Tekst: Tim Smits
Zomertijd betekent voor veel reclamemakers even op adem komen na de hoogmis van de creativiteit eind juni in Cannes. Tal van prijzen zijn er weer verdeeld voor allerlei reclames en andere vormen van marketingcommunicatie. Sommigen kunnen mooi pronken met een leeuw, anderen bezinnen zich of bestuderen winnende cases. Weer anderen denken ‘ach, leuk wel die campagnes, maar of het echt werkt…?’
Die spanning tussen creativiteit en effectiviteit maakt al decennia deel uit van het circus.

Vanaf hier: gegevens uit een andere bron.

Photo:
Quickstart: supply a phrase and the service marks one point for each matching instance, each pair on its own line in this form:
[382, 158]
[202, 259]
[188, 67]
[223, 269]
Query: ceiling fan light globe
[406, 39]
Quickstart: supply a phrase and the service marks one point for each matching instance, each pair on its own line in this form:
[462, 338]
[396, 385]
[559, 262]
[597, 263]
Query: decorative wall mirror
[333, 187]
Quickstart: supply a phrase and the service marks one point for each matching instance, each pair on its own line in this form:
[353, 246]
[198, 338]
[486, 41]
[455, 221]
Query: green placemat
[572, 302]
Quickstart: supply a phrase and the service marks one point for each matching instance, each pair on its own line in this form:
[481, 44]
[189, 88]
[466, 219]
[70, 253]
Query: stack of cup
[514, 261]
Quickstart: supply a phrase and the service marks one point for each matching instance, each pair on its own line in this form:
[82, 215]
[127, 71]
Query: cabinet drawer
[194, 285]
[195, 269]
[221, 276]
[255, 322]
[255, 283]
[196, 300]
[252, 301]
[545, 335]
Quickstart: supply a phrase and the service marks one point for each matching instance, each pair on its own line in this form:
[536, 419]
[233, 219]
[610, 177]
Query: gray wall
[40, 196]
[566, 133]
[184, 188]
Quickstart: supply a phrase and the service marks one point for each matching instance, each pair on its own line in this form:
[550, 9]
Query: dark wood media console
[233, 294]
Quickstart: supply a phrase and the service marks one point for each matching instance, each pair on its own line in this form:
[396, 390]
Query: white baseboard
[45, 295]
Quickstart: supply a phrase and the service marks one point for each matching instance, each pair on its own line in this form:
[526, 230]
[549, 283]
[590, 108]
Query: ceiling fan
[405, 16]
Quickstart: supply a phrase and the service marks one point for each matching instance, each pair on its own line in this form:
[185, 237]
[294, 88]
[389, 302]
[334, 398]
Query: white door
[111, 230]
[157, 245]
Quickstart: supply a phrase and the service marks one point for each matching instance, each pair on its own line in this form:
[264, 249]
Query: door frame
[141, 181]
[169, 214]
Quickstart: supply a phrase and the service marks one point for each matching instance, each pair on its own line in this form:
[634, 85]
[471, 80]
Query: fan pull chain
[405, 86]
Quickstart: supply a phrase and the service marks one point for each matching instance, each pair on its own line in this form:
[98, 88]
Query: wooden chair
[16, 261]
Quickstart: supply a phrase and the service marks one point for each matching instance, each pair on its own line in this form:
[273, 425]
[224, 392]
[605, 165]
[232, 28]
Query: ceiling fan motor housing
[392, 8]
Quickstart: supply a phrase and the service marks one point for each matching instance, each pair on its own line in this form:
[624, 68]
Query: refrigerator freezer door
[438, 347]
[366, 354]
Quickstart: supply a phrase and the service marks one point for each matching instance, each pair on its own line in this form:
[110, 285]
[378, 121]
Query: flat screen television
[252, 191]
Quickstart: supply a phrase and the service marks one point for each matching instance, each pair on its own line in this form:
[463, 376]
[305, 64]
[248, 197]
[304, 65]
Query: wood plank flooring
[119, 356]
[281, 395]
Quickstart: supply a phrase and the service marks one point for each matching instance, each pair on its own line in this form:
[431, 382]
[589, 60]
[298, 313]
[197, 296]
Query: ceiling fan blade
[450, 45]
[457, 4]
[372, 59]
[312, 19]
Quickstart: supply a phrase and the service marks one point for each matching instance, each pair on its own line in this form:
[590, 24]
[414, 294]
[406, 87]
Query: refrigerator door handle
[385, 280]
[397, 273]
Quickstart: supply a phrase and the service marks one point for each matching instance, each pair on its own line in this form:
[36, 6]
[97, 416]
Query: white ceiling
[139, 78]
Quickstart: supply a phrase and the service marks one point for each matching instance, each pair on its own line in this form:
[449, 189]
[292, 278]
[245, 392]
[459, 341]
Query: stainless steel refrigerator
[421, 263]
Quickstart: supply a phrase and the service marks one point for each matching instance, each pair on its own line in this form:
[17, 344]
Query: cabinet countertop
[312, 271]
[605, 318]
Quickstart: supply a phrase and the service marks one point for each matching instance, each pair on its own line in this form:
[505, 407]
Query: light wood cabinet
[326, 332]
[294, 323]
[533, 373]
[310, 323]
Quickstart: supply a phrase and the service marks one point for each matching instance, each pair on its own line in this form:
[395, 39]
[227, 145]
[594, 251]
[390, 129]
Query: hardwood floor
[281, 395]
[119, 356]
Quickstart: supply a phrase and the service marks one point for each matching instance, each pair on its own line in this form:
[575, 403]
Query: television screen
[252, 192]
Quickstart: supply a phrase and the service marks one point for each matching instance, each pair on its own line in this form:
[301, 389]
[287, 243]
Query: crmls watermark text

En inderdaad: prijzenwinnende reclame hoeft niet noodzakelijk beter te werken.
Mensen schijnen zulke reclame wel beter te onthouden, maar aankoopintenties of zelfs attitudes ten aanzien van het merk blijken er niet echt beter mee geholpen te worden (Till & Baack, 2005).
Het strategisch repertoire
Creativiteit is dus lang niet altijd strategisch sterk. Maar ook strategen zijn zelf niet altijd strategisch sterk. Tuurlijk, als een campagne het goed doet, dan is er wellicht een strategische verklaring voor handen. En soms werkt een campagne inderdaad omwille van een bedoelde strategische ingreep. Zo zie je tegenwoordig nogal wat behavioral advertising opduiken geïnspireerd door het hele idee van nudging (Sunstein & Thaler, 2012).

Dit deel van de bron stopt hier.